Mukoyama’s service began in the Army in 1965 upon graduation from the University of Illinois with a Bachelor of Arts Degree in English Literature, followed by a Master’s degree in the Teaching of Social Studies in 1966. During his 5 years on active duty, Mukoyama served in the demilitarized zone in South Korea and as an infantry company commander in Vietnam where he was wounded and received the Silver Star for gallantry. Leaving active duty, he served nearly 25 years commanding at the company, battalion, brigade, and division levels in the Army Reserves. He was the youngest General Officer in the entire U.S. Army in 1987, and subsequently the youngest Major General when promoted 3 years later. In 1989, he became the first Asian-American to command an Army division and led the 70th Training Division to participate in Operation Desert Storm in January 1991.

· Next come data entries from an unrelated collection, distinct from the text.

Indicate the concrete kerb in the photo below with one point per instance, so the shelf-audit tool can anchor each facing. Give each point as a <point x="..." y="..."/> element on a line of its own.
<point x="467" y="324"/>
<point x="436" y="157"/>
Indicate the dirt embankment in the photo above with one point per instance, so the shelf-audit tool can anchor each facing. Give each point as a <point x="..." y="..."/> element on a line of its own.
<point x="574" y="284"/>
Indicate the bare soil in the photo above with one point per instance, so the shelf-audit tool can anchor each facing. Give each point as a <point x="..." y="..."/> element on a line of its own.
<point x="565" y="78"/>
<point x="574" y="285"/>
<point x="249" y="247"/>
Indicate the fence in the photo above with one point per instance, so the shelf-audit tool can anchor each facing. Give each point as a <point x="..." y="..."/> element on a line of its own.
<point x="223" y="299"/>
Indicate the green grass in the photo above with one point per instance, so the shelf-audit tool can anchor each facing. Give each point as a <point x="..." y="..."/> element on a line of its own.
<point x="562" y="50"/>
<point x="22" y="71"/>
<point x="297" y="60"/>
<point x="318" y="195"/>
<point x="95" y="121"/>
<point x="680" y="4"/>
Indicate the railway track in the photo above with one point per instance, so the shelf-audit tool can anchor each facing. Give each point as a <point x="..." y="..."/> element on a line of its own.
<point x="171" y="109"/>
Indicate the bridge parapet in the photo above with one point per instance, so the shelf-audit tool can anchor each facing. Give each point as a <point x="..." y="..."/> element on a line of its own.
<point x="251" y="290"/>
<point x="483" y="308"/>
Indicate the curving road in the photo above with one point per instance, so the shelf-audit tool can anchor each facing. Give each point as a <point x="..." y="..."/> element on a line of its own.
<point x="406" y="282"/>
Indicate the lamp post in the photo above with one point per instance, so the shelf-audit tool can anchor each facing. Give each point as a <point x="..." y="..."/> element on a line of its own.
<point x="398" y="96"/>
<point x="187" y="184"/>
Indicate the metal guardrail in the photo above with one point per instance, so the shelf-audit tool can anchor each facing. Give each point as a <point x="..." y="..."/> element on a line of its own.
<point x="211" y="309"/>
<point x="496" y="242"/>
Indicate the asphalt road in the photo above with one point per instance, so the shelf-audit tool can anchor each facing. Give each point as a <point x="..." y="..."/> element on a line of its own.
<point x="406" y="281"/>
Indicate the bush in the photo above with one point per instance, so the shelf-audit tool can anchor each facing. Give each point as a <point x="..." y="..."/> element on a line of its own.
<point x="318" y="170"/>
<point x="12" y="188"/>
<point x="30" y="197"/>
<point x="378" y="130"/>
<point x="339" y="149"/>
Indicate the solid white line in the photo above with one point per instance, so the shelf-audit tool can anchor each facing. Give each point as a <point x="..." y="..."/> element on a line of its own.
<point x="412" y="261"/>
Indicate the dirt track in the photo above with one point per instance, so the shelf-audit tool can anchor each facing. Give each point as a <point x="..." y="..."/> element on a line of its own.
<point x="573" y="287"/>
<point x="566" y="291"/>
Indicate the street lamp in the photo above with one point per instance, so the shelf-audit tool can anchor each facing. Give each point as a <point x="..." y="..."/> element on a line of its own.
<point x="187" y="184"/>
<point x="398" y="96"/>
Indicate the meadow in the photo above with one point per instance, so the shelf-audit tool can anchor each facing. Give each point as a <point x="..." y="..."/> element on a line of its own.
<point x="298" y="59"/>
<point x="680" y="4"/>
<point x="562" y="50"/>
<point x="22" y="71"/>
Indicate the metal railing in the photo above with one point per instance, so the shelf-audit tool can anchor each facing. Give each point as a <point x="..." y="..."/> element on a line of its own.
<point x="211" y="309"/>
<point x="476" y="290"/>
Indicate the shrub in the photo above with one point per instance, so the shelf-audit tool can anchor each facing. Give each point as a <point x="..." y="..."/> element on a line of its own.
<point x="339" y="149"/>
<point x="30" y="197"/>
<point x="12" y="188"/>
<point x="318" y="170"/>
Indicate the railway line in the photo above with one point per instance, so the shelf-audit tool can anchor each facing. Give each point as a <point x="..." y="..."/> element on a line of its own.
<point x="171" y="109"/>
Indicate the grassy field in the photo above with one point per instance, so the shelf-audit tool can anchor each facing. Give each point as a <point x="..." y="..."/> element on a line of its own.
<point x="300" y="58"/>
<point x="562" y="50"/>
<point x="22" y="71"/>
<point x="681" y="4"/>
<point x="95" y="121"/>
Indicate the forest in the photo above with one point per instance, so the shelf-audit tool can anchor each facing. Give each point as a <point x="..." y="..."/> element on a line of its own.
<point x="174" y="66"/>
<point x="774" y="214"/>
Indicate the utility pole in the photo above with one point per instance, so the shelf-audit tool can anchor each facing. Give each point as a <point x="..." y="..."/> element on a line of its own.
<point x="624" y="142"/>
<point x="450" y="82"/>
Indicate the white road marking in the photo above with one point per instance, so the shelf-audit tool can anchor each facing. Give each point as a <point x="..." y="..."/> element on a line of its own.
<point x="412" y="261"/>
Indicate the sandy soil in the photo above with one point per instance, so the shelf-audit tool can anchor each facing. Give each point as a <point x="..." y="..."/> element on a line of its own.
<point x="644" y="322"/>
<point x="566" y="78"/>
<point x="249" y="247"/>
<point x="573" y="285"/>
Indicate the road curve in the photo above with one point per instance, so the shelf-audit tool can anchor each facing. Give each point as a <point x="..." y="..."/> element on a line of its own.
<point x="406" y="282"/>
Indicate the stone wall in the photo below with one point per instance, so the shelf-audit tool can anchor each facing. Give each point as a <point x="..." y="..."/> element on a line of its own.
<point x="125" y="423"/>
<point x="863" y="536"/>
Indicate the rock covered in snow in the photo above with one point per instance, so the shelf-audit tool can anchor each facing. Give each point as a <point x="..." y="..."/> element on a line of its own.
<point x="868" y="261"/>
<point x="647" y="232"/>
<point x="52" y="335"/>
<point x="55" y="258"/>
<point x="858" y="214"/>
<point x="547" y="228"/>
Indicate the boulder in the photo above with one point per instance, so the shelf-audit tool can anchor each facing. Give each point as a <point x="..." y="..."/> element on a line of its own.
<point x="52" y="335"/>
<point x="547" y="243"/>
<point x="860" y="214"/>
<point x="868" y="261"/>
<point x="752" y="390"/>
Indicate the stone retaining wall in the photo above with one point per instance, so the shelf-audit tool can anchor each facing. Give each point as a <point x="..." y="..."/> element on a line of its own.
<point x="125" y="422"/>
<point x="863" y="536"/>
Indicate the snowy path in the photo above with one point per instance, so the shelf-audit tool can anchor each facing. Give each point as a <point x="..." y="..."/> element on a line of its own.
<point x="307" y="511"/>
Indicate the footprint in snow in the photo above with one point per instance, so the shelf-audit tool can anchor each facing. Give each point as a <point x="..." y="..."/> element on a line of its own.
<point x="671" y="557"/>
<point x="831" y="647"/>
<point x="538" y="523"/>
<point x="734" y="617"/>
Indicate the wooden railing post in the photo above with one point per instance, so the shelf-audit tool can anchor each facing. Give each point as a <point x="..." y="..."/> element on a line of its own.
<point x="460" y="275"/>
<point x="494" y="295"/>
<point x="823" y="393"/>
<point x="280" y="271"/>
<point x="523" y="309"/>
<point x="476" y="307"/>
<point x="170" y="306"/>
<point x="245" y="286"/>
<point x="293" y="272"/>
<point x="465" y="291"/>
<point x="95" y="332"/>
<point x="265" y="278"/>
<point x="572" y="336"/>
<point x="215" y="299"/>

Following his 38-year career in the financial services industry, including membership on the New York Stock Exchange and the Chicago Board Options Exchange, Mukoyama established Military Outreach Greater Chicago (MOGC), a faith-based 501(c)(3) serving active military, veterans and their families, to help them cope with the visible and invisible wounds associated with military service.
His decorations and badges include the Distinguished Service Medal, Silver Star, Legion of Merit, 3 Bronze Stars, Purple Heart, Parachutist Badge, Expert Infantryman’s Badge, and Combat Infantryman’s Badge. He was nominated by Kenneth Clark, President, Pritzker Military Library.